J’en viens à ta lettre. Tu ne réponds pas à tous les griefs que je fais au projet de loi. Aussi, plutôt que de les rappeler tous, je me permets de te renvoyer vers les 3 textes que j’ai commis sur le sujet, ainsi qu’un article de presse (1). Je réponds maintenant à tes objections, aussi précisément que possible.
Tu débutes en m’invitant à ne pas craindre l’innovation. Certes. Accorde moi au moins que toute innovation n’est pas un bienfait en soi. S’il suffisait seulement d’être neuf pour être bon…
Tu me prêtes ensuite des arguments que je n’ai jamais énoncés !

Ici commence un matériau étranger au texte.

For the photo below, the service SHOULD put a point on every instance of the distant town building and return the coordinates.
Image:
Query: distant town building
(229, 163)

- Ainsi, par exemple, que la disposition « n’attirera pas davantage d’étudiants étrangers en France ». Peut-être. À vrai dire je n’en sais rien. Ce dont je suis certain, c’est que ceux qui souhaitent apprendre l’anglais ne choisiront pas la France comme première destination. En revanche, nous avons encore la chance d’avoir des centaines de millions de personnes qui parlent notre langue, y compris dans des pays « émergents » non francophones. Pourquoi diable ne pas s’adresser prioritairement à eux?!

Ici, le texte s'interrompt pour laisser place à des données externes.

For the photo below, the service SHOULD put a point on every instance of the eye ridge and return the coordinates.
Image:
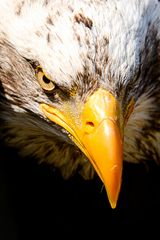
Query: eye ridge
(45, 83)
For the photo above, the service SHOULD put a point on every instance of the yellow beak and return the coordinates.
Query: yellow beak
(97, 134)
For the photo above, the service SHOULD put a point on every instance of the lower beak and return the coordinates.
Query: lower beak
(98, 136)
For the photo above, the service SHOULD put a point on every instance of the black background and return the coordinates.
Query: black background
(35, 202)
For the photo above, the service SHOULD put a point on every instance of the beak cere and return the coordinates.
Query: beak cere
(98, 136)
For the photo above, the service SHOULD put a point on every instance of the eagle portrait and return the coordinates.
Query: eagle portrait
(80, 84)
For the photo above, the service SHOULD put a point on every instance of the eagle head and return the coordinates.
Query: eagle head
(80, 83)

- également que « les étudiants français connaissent déjà l’anglais ». Jamais je n’ai osé dire ou écrire une telle contre-vérité ! L’apprentissage des langues étrangères en France est d’une médiocrité dramatique. Tu sais comme moi que la réponse est d’abord à l’école. Je partage donc ton constat, qui fait d’ailleurs consensus depuis si longtemps qu’on se demande bien pourquoi nous en sommes toujours là…

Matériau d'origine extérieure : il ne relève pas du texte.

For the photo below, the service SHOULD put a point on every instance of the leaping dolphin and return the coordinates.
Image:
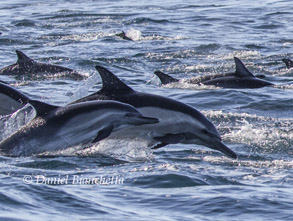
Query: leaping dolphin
(56, 128)
(288, 63)
(178, 122)
(241, 78)
(27, 66)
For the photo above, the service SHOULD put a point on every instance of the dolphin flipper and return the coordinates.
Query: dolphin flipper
(288, 62)
(241, 70)
(165, 79)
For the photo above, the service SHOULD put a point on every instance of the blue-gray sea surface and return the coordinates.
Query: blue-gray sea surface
(177, 182)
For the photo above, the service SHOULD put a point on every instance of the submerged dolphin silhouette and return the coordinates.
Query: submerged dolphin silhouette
(178, 122)
(241, 78)
(27, 66)
(56, 128)
(288, 62)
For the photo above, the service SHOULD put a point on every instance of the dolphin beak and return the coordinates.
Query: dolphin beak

Tu écris que l’anglais n’est pas seul en cause dans le projet (qui parle de tout enseigner dans une langue étrangère). Comment croire une seule seconde que des cours d’économie, d’histoire ou de sociologie vont s’ouvrir en polonais ou en italien ? Si seulement cela était le cas, peut-être changerai-je d’approche…
Je conclue (provisoirement) : s’il y a en effet dans cette dispute le signe d’un complexe d’infériorité, il se situe chez ceux qui, plutôt que de formuler un ambitieux projet politique francophone, se soumettent depuis vingt ans à une dérive inquiétante. Avons-nous donc si peu confiance en nous-mêmes que nous avons désormais intériorisé que c’est sur l’air du All thought in English qu’il faut nous accorder ? Pour ma part, bien qu’amoureux des langues (et aussi de l’anglais, oui, oui !), je ne m’y résoudrai pas. Ce n’est au demeurant pas moi mais notre Premier ministre (tu sais son bilinguisme) qui a courageusement choisi d’édicter une circulaire le 25 avril dernier pour recadrer tous les membres du gouvernement et leurs administrations en matière de défense et de promotion de la langue française. Tu vois, on peut être moderne et soucieux de soi.
Évidemment, je te laisse le soin de publier ma réponse si tu le souhaites.
Bien fraternellement,
Pouria Amirshahi
(1) Réforme de l’Université : défendons la langue française (note sur l’article 2 du projet) ; Non, la langue française n’est pas un frein à l’attractivité des universités (communiqué) ; Francophonie : ce qui est progressiste, ce qui ne l’est pas (tribune publiée dans Marianne) ; La francophonie, ce n’est pas des cocktails chics, ce doit être un engagement (article publié dans La Charente Libre).